Bitcoin is ripe for fraud and Ponzi schemes, warns SEC

Government agency cautions about the use of cryptocurrencies, saying they’re more likely to be used by “fraudsters to perpetrate fraudulent investment schemes.”

Dara Kerr Former senior reporter
Dara Kerr was a senior reporter for CNET covering the on-demand economy and tech culture. She grew up in Colorado, went to school in New York City and can never remember how to pronounce gif.
Dara Kerr
2 min read


The US Securities and Exchange Commission issued an advisory Wednesday that warned investors to be wary of Bitcoin or other virtual-currency related investments.

While not advising investors to avoid Bitcoin altogether, the financial regulator did caution investors by saying the cryptocurrency is uninsured, unregulated, and volatile. But the SEC's chief concern was the risk of fraud.

"A new product, technology, or innovation -- such as Bitcoin -- has the potential to give rise to both frauds and high-risk investment opportunities," the agency's notice says. "Potential investors can be easily enticed with the promise of high returns in a new investment space and also may be less skeptical when assessing something novel, new and cutting-edge."

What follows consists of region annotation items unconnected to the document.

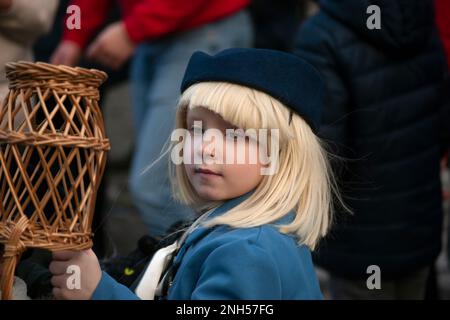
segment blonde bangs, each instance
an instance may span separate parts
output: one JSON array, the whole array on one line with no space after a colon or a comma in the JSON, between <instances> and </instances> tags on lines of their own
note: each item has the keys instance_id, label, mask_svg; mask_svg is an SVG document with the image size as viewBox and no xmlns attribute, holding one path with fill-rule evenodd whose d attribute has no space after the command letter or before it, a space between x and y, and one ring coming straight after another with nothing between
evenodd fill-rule
<instances>
[{"instance_id":1,"label":"blonde bangs","mask_svg":"<svg viewBox=\"0 0 450 320\"><path fill-rule=\"evenodd\" d=\"M201 82L183 93L178 106L186 110L204 107L238 128L279 129L281 142L288 138L276 119L288 121L289 111L262 91L227 82Z\"/></svg>"}]
</instances>

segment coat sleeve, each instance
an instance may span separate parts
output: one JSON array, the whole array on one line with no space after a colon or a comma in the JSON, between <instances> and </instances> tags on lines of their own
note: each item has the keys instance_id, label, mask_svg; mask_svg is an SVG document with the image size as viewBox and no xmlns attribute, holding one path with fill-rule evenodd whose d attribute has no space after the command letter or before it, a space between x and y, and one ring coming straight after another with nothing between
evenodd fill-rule
<instances>
[{"instance_id":1,"label":"coat sleeve","mask_svg":"<svg viewBox=\"0 0 450 320\"><path fill-rule=\"evenodd\" d=\"M30 45L50 30L57 7L57 0L14 0L10 9L0 12L0 32Z\"/></svg>"},{"instance_id":2,"label":"coat sleeve","mask_svg":"<svg viewBox=\"0 0 450 320\"><path fill-rule=\"evenodd\" d=\"M223 244L205 260L191 299L281 299L277 265L266 250L249 240Z\"/></svg>"},{"instance_id":3,"label":"coat sleeve","mask_svg":"<svg viewBox=\"0 0 450 320\"><path fill-rule=\"evenodd\" d=\"M115 281L106 272L102 273L91 300L139 300L133 291Z\"/></svg>"},{"instance_id":4,"label":"coat sleeve","mask_svg":"<svg viewBox=\"0 0 450 320\"><path fill-rule=\"evenodd\" d=\"M345 81L339 74L330 27L325 28L321 18L323 16L314 16L301 26L294 53L311 63L322 75L327 95L320 136L333 153L343 156L348 145L349 97Z\"/></svg>"}]
</instances>

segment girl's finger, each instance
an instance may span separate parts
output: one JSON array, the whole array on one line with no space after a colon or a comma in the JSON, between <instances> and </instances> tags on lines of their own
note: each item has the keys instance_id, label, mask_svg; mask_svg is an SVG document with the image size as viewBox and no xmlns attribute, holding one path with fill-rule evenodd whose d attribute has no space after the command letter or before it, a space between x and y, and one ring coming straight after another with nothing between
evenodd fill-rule
<instances>
[{"instance_id":1,"label":"girl's finger","mask_svg":"<svg viewBox=\"0 0 450 320\"><path fill-rule=\"evenodd\" d=\"M67 264L62 261L52 261L48 267L53 275L61 275L67 273Z\"/></svg>"},{"instance_id":2,"label":"girl's finger","mask_svg":"<svg viewBox=\"0 0 450 320\"><path fill-rule=\"evenodd\" d=\"M50 283L55 288L67 289L67 276L66 275L53 276L50 279Z\"/></svg>"}]
</instances>

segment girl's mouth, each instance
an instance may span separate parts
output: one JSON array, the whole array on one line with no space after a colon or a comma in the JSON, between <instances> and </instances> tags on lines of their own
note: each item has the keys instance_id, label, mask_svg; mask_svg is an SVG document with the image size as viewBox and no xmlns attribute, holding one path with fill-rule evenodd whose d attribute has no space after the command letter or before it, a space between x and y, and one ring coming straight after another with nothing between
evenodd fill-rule
<instances>
[{"instance_id":1,"label":"girl's mouth","mask_svg":"<svg viewBox=\"0 0 450 320\"><path fill-rule=\"evenodd\" d=\"M204 168L195 168L195 173L201 173L201 174L208 174L208 175L221 176L220 173L211 171L211 170L209 170L209 169L204 169Z\"/></svg>"}]
</instances>

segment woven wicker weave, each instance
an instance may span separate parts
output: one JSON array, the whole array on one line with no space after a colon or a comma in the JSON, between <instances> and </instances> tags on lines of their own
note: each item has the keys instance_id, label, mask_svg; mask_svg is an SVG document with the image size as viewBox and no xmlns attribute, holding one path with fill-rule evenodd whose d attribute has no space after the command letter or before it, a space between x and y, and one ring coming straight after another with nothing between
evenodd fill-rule
<instances>
[{"instance_id":1,"label":"woven wicker weave","mask_svg":"<svg viewBox=\"0 0 450 320\"><path fill-rule=\"evenodd\" d=\"M6 64L0 107L2 298L11 298L26 248L92 246L95 197L106 163L98 87L106 73L46 63Z\"/></svg>"}]
</instances>

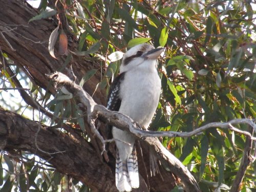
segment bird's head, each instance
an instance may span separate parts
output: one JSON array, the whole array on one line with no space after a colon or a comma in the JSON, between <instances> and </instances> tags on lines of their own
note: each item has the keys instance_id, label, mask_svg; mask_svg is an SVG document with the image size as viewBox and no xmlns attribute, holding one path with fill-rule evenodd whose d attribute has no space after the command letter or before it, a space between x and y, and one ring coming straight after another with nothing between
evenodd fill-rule
<instances>
[{"instance_id":1,"label":"bird's head","mask_svg":"<svg viewBox=\"0 0 256 192\"><path fill-rule=\"evenodd\" d=\"M157 59L164 50L163 48L155 49L147 44L136 46L123 55L120 72L143 68L155 70Z\"/></svg>"}]
</instances>

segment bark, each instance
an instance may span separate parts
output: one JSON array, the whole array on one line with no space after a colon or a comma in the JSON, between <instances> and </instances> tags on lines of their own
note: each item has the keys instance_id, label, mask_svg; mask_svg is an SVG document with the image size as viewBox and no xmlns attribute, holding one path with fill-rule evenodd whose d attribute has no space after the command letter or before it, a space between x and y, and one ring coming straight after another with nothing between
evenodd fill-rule
<instances>
[{"instance_id":1,"label":"bark","mask_svg":"<svg viewBox=\"0 0 256 192\"><path fill-rule=\"evenodd\" d=\"M116 191L115 174L92 145L72 128L69 134L0 108L0 149L30 152L95 191Z\"/></svg>"},{"instance_id":2,"label":"bark","mask_svg":"<svg viewBox=\"0 0 256 192\"><path fill-rule=\"evenodd\" d=\"M49 53L49 38L57 26L56 23L51 19L28 23L38 12L24 1L0 0L0 4L1 50L14 61L14 65L26 73L34 83L45 89L48 88L50 92L54 94L56 90L46 75L60 71L67 57L59 56L58 59L55 59ZM68 32L67 33L69 48L75 51L78 42L72 35ZM96 61L92 62L87 60L85 57L75 56L73 56L68 66L72 66L78 80L89 70L100 68ZM92 95L102 75L98 71L83 86L90 95ZM93 99L97 103L104 104L105 90L98 89L94 94ZM96 138L91 137L91 143L89 143L71 128L67 127L69 134L65 134L2 109L0 110L0 121L2 150L8 152L20 149L34 153L48 160L58 172L81 181L93 191L116 191L113 173L114 155L109 154L110 162L104 162L99 156L101 144ZM103 130L101 131L104 132ZM142 148L144 157L139 157L141 162L139 168L144 178L142 181L151 184L151 191L169 191L175 185L175 177L172 173L163 168L160 168L160 170L165 178L164 181L157 175L154 177L150 177L146 181L147 173L150 173L146 150L148 147L142 144ZM59 151L65 152L51 154Z\"/></svg>"}]
</instances>

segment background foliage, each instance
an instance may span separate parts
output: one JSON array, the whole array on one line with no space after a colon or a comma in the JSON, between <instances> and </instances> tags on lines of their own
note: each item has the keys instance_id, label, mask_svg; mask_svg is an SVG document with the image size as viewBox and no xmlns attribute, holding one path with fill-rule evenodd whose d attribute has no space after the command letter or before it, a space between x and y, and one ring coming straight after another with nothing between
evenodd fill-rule
<instances>
[{"instance_id":1,"label":"background foliage","mask_svg":"<svg viewBox=\"0 0 256 192\"><path fill-rule=\"evenodd\" d=\"M79 41L79 47L70 49L67 64L72 55L101 63L100 69L84 75L80 84L99 70L102 74L101 81L95 89L106 89L108 92L109 84L118 73L120 59L126 47L148 42L155 47L166 48L159 61L162 94L150 126L152 130L189 132L211 122L256 116L255 3L60 2L66 7L68 30L59 23L50 37L51 54L57 55L56 51L54 55L55 45L59 46L58 54L70 49L67 47L66 34L72 33L72 40ZM56 19L60 11L46 0L41 1L38 10L40 14L30 22L49 17ZM8 55L5 56L8 58ZM20 81L26 79L18 69L13 69ZM1 78L7 79L8 74L2 71ZM1 84L3 88L12 87L11 80L9 83L4 82ZM72 110L77 108L72 98L59 92L53 99L49 95L46 97L45 91L35 84L31 84L30 89L36 99L44 98L48 103L46 108L56 116L63 117L65 122L78 123L84 129L81 118L71 118L79 117L81 113ZM3 92L1 94L3 101ZM19 103L7 104L5 107L12 108L20 114L24 110ZM28 115L30 115L31 110L26 110L29 111ZM55 119L42 120L52 124ZM241 124L239 128L250 131L247 125ZM212 182L224 183L227 186L223 189L231 185L243 156L246 138L232 131L215 128L188 138L161 139L163 144L200 181L202 190L209 191L214 188ZM253 147L255 150L255 145ZM0 191L12 188L22 191L29 188L30 191L57 191L68 187L90 191L85 185L59 174L36 156L24 152L20 153L23 162L13 161L13 157L1 152ZM24 174L25 170L27 174ZM254 162L248 167L241 191L255 191L255 172Z\"/></svg>"}]
</instances>

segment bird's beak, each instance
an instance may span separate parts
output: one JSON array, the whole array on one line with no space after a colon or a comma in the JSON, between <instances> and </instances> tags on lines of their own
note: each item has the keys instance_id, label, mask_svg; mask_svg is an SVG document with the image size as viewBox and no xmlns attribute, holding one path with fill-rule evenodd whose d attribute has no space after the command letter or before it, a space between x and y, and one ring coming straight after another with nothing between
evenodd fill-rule
<instances>
[{"instance_id":1,"label":"bird's beak","mask_svg":"<svg viewBox=\"0 0 256 192\"><path fill-rule=\"evenodd\" d=\"M164 48L152 49L145 54L143 56L147 59L156 59L164 51Z\"/></svg>"}]
</instances>

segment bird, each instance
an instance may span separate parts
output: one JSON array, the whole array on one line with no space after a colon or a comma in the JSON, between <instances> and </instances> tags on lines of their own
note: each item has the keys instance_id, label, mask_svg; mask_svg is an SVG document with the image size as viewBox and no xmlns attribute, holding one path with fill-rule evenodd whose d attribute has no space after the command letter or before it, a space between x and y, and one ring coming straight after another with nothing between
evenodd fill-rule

The government agency also pointed to another investor alert (PDF) it issued, which outlines the risks of Bitcoin in the context of Ponzi schemes. The SEC said that Ponzi scheme organizers often use the newest tech innovations for their scams.

"Innovations and new technologies are often used by fraudsters to perpetrate fraudulent investment schemes," the agency said.

Additionally, the SEC said that investors who were able to cash in when the Bitcoin market was soaring are now more susceptible to being taking advantage of because of their unexpected increase in wealth. They are "attractive targets for fraudsters" and "promoters of high-risk investment opportunities," the SEC said.

It's been a wild ride for Bitcoin over the past couple of years. The virtual currency has become more accepted and grown exponentially -- it went from $2 per coin in 2011 to roughly $1,000 per coin last fall. What's more, cryptocurrency ATMs have begun to pop up, some casinos have said they'd accept digital currency payments, Yelp started listing businesses that accept Bitcoin, and even eBay has begun allowing for limited sales of bitcoins on its US and UK sites.

Yet, the virtual currency has hit some rough patches. Besides coming up against hurdles from US, Japanese, and other regulators, the prominent Tokyo-based Bitcoin exchange Mt. Gox filed for bankruptcy earlier this year. The demise of the exchange came because hackers stole nearly $500 million in bitcoins through a weakness in the company's system. Bitcoin bank Flexcoin also had to shut down after being hacked.

Despite the SEC's concerns, the digital currency still has backing from several US government officials. US Rep. Jared Polis (D-Colo.) has publicly said that dollar bills are as equally vulnerable to instability, illicit activity, and forgery as Bitcoin. The congressman has also noted that dollars have been used extensively in drug trafficking and money laundering, not to mention tax fraud.